Reputation: 1
I have an interface:
public interface MyInterface {...}
Each implementation of MyInterface has its own (different) dependencies. Example:
public class MyObjectOne implements MyInterface {
@Inject ServiceA ...;
...
}
public class MyObjectTwo implements MyInterface {
@Inject ManagerB ...;
@Inject ProviderC ...;
...
}
I could have hundreds of MyInterface implementations. Now I want to create a Map as follow:
Map<String, MyInterface> map = new HashMap<String, MyInterface>();
map.put("key1", new MyObjectOne());
map.put("key2", new MyObjectTwo());
...
map.put("keyn", new MyObjectN());
Unfortunately, this short-circuit Dagger and won't inject anything in MyObjectOne, MyObjectTwo, ... and MyObjectN. Besides, I don't have an ObjectGraph at this point as this code is part of a library/module.
As I was looking for a solution, I came across the MapBinder class in Guice that seems to do what I want. This feature is not available with Dagger.
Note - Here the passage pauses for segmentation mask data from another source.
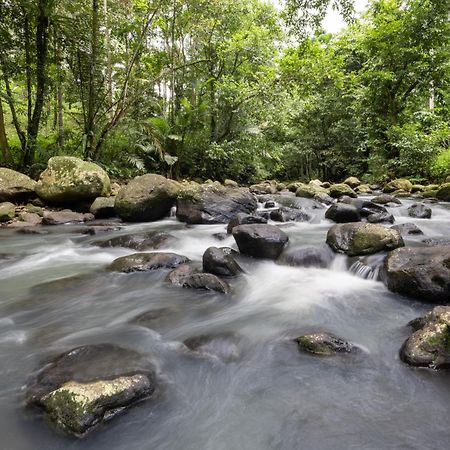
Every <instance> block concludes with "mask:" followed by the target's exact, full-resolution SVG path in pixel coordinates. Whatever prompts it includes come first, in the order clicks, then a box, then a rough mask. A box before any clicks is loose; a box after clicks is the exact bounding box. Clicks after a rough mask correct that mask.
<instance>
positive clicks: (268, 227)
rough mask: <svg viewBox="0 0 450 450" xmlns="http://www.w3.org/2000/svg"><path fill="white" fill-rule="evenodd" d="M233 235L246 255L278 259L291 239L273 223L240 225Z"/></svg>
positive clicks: (253, 256) (238, 245)
mask: <svg viewBox="0 0 450 450" xmlns="http://www.w3.org/2000/svg"><path fill="white" fill-rule="evenodd" d="M233 237H234V239H235V241H236V243H237V245H238V247H239V250H240V252H241V253H243V254H244V255H249V256H253V257H255V258H267V259H277V258H278V257H279V256H280V254H281V252H282V251H283V249H284V247H285V246H286V245H287V243H288V241H289V237H288V236H287V234H286V233H285V232H284V231H282V230H280V229H279V228H278V227H276V226H273V225H239V226H238V227H235V228H234V229H233Z"/></svg>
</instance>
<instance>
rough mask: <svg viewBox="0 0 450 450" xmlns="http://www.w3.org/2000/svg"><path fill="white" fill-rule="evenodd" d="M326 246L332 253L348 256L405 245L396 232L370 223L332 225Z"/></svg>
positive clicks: (372, 253) (372, 252)
mask: <svg viewBox="0 0 450 450" xmlns="http://www.w3.org/2000/svg"><path fill="white" fill-rule="evenodd" d="M327 244H328V245H329V246H330V247H331V248H332V250H333V251H334V252H336V253H345V254H347V255H348V256H363V255H371V254H374V253H377V252H381V251H388V250H393V249H396V248H398V247H403V246H404V245H405V244H404V242H403V238H402V236H401V234H400V233H399V232H398V231H397V230H393V229H389V228H385V227H383V226H381V225H376V224H372V223H346V224H339V225H334V226H333V227H331V228H330V230H328V234H327Z"/></svg>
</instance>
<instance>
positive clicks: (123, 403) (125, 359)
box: [26, 344, 156, 437]
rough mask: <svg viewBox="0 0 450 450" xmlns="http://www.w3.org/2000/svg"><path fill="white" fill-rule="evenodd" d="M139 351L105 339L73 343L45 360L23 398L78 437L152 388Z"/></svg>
mask: <svg viewBox="0 0 450 450" xmlns="http://www.w3.org/2000/svg"><path fill="white" fill-rule="evenodd" d="M155 387H156V385H155V376H154V371H153V368H152V367H151V365H150V363H149V362H148V360H147V359H146V358H145V357H143V356H142V355H140V354H138V353H136V352H134V351H131V350H127V349H124V348H121V347H118V346H114V345H111V344H99V345H87V346H83V347H77V348H74V349H72V350H70V351H68V352H66V353H63V354H62V355H60V356H58V357H57V358H55V359H54V360H53V361H51V362H50V363H49V364H47V365H45V366H44V368H43V369H42V370H40V371H39V373H38V374H37V375H36V377H35V378H34V380H33V381H31V382H30V383H29V384H28V386H27V392H26V401H27V404H28V405H35V406H38V407H39V408H41V409H43V410H44V411H45V413H46V415H47V417H48V418H49V419H50V420H51V421H52V422H53V423H54V424H55V425H56V426H57V427H58V428H60V429H62V430H63V431H65V432H67V433H69V434H72V435H75V436H78V437H81V436H84V435H85V434H86V433H88V432H89V431H91V430H92V429H94V427H95V426H96V425H98V424H100V423H102V422H106V421H107V420H110V419H111V418H113V417H114V416H116V415H118V414H119V413H122V412H124V411H125V409H126V408H128V407H131V406H132V405H134V404H135V403H136V402H138V401H141V400H144V399H146V398H148V397H150V396H151V395H152V394H153V392H154V391H155Z"/></svg>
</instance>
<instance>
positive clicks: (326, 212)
mask: <svg viewBox="0 0 450 450" xmlns="http://www.w3.org/2000/svg"><path fill="white" fill-rule="evenodd" d="M325 218H326V219H329V220H332V221H333V222H336V223H347V222H360V221H361V214H360V213H359V210H358V208H357V207H356V206H353V205H347V204H346V203H335V204H334V205H331V206H330V207H329V208H328V209H327V211H326V212H325Z"/></svg>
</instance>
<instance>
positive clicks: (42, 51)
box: [23, 0, 49, 167]
mask: <svg viewBox="0 0 450 450" xmlns="http://www.w3.org/2000/svg"><path fill="white" fill-rule="evenodd" d="M48 2H49V0H39V3H38V17H37V26H36V99H35V102H34V110H33V116H32V118H31V122H30V123H29V124H28V130H27V134H28V139H27V148H26V152H25V155H24V159H23V163H24V166H25V167H29V166H30V165H31V164H33V162H34V158H35V153H36V140H37V136H38V133H39V125H40V123H41V117H42V110H43V107H44V100H45V91H46V87H47V74H46V69H47V68H46V66H47V53H48V28H49V16H48Z"/></svg>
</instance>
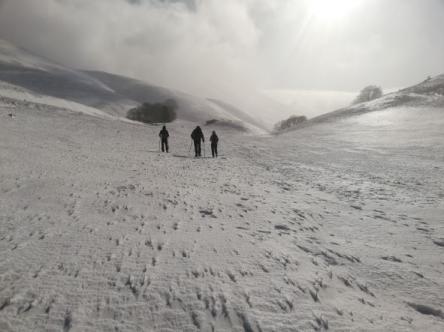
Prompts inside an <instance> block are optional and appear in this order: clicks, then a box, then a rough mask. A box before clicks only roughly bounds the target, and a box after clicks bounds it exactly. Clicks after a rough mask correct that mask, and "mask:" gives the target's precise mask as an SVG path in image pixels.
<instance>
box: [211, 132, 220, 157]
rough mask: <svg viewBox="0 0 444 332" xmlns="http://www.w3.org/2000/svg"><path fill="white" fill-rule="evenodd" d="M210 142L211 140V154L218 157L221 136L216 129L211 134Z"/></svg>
mask: <svg viewBox="0 0 444 332" xmlns="http://www.w3.org/2000/svg"><path fill="white" fill-rule="evenodd" d="M210 142H211V154H212V155H213V158H214V157H217V143H218V142H219V137H217V134H216V132H215V131H214V130H213V133H212V134H211V137H210Z"/></svg>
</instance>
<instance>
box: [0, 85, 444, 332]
mask: <svg viewBox="0 0 444 332" xmlns="http://www.w3.org/2000/svg"><path fill="white" fill-rule="evenodd" d="M433 98H436V99H435V101H436V100H438V99H439V97H438V96H434V97H433ZM436 105H437V104H436V103H432V106H433V107H431V106H426V105H425V103H422V104H421V105H416V106H412V105H410V106H409V107H405V106H397V107H393V106H391V107H388V108H386V109H384V110H380V111H374V112H366V113H359V114H354V113H353V112H352V113H353V114H351V115H352V116H341V117H340V118H337V117H332V118H331V119H330V120H328V121H322V122H320V123H316V124H313V125H311V126H307V127H305V128H302V129H300V130H297V131H294V132H290V133H287V134H284V135H279V136H276V137H264V136H262V137H258V136H251V135H244V134H242V133H240V132H239V131H235V130H232V129H220V130H217V133H218V136H219V138H220V141H219V148H220V158H218V159H217V160H213V159H211V158H202V159H195V158H192V157H191V155H190V154H189V143H190V139H189V135H190V132H191V130H192V129H193V128H194V127H195V125H196V123H194V122H191V121H187V120H186V119H180V120H178V121H176V122H174V123H173V124H171V125H169V126H168V130H169V132H170V149H171V153H170V154H160V153H159V152H158V136H157V134H158V132H159V130H160V127H158V126H148V125H142V124H138V123H134V122H131V121H128V120H124V119H122V118H119V117H117V116H115V115H109V114H107V113H105V112H104V111H103V110H98V109H95V108H91V107H86V106H85V105H84V104H81V103H75V102H73V101H67V100H65V99H63V98H56V97H54V96H52V97H48V96H45V95H42V94H38V93H36V92H35V91H30V90H24V89H23V88H22V87H17V86H14V85H11V84H6V83H1V84H0V167H1V172H0V330H1V331H48V330H49V331H240V332H243V331H245V332H250V331H264V332H265V331H267V332H268V331H270V332H271V331H325V330H331V331H349V330H352V331H442V330H444V317H443V311H444V295H443V294H444V277H443V275H444V255H443V250H444V228H443V221H442V216H443V215H444V200H443V198H444V195H443V193H444V153H443V151H444V139H443V138H444V137H443V135H444V133H443V131H442V128H443V127H444V113H443V111H444V110H443V108H440V107H436ZM369 107H370V106H369ZM203 130H204V132H205V134H206V136H207V137H208V135H209V134H210V132H209V129H208V128H207V127H203ZM206 148H207V155H208V154H209V150H208V148H209V146H208V145H207V146H206Z"/></svg>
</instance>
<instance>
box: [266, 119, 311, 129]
mask: <svg viewBox="0 0 444 332" xmlns="http://www.w3.org/2000/svg"><path fill="white" fill-rule="evenodd" d="M305 121H307V118H306V117H305V116H303V115H300V116H298V115H292V116H290V117H289V118H288V119H287V120H282V121H280V122H278V123H277V124H276V125H275V126H274V130H275V131H281V130H286V129H290V128H292V127H294V126H296V125H298V124H300V123H302V122H305Z"/></svg>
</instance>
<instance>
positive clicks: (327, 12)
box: [0, 0, 444, 97]
mask: <svg viewBox="0 0 444 332" xmlns="http://www.w3.org/2000/svg"><path fill="white" fill-rule="evenodd" d="M443 31H444V0H223V1H222V0H94V1H91V0H39V1H35V0H0V38H2V39H6V40H8V41H11V42H13V43H15V44H17V45H19V46H21V47H24V48H26V49H27V50H30V51H31V52H34V53H36V54H39V55H42V56H45V57H47V58H49V59H52V60H54V61H56V62H59V63H61V64H64V65H67V66H71V67H76V68H84V69H97V70H104V71H109V72H113V73H117V74H123V75H127V76H131V77H135V78H139V79H142V80H145V81H148V82H151V83H154V84H158V85H162V86H166V87H170V88H174V89H178V90H183V91H185V92H189V93H192V94H197V95H205V96H211V97H221V96H223V95H237V97H239V96H240V95H243V94H245V93H247V92H248V91H267V92H268V93H270V92H271V93H272V92H273V91H285V92H286V93H287V94H288V93H291V91H307V90H308V91H350V92H356V91H359V90H360V89H361V88H363V87H364V86H366V85H370V84H376V85H379V86H381V87H382V88H383V89H393V88H397V87H405V86H408V85H412V84H415V83H417V82H419V81H422V80H423V79H424V78H426V77H427V76H428V75H431V76H433V75H438V74H442V73H444V38H443Z"/></svg>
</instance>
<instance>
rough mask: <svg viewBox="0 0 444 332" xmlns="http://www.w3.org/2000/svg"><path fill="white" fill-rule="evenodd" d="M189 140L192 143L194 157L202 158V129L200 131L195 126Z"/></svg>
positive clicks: (202, 133)
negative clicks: (190, 140)
mask: <svg viewBox="0 0 444 332" xmlns="http://www.w3.org/2000/svg"><path fill="white" fill-rule="evenodd" d="M191 139H192V140H193V142H194V153H195V157H202V150H201V141H202V142H205V138H204V136H203V132H202V129H200V127H199V126H197V127H196V128H195V129H194V130H193V132H192V133H191Z"/></svg>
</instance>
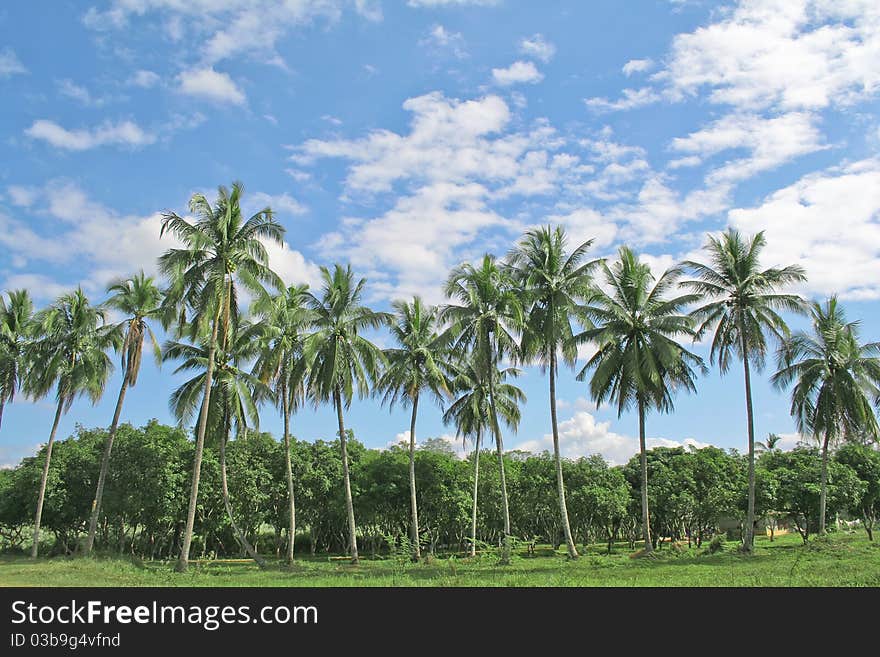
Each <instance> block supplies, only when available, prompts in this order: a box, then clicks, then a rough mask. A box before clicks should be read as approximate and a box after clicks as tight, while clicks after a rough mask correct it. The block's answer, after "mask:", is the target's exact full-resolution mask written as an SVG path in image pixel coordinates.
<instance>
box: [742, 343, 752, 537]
mask: <svg viewBox="0 0 880 657" xmlns="http://www.w3.org/2000/svg"><path fill="white" fill-rule="evenodd" d="M740 340H741V349H742V354H743V374H744V376H745V383H746V417H747V419H748V423H749V503H748V508H747V510H746V526H745V535H744V536H743V551H744V552H746V553H749V554H751V553H752V552H753V551H754V549H755V536H754V534H755V417H754V412H753V410H752V377H751V372H750V371H749V359H748V352H747V351H746V338H745V335H744V334H743V332H742V330H740Z"/></svg>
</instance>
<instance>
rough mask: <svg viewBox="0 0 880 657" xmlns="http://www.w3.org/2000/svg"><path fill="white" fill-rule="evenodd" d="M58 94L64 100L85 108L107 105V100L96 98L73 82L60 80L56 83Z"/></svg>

Can my problem be solved with Dagger?
If not, is MapBinder a feature that could make it into Dagger 2.0?
Cheers and thanks in advance.
Upvotes: 0
Views: 479
Reputation: 848
First off, it would be a design-flaw having the need to instantiate something yourself. Dependency Injection was made to elevate that problem and the resulting boiler-plate. I personally would have the classes in a module as injects
or includes
and inject the instances (probably singletons) into that map.
In your case, what you want to inject is a MemberInjector
and inject into the member of MyObjectOne
etc. With that you can create your own MapBinder easily by iterating over the values of the map.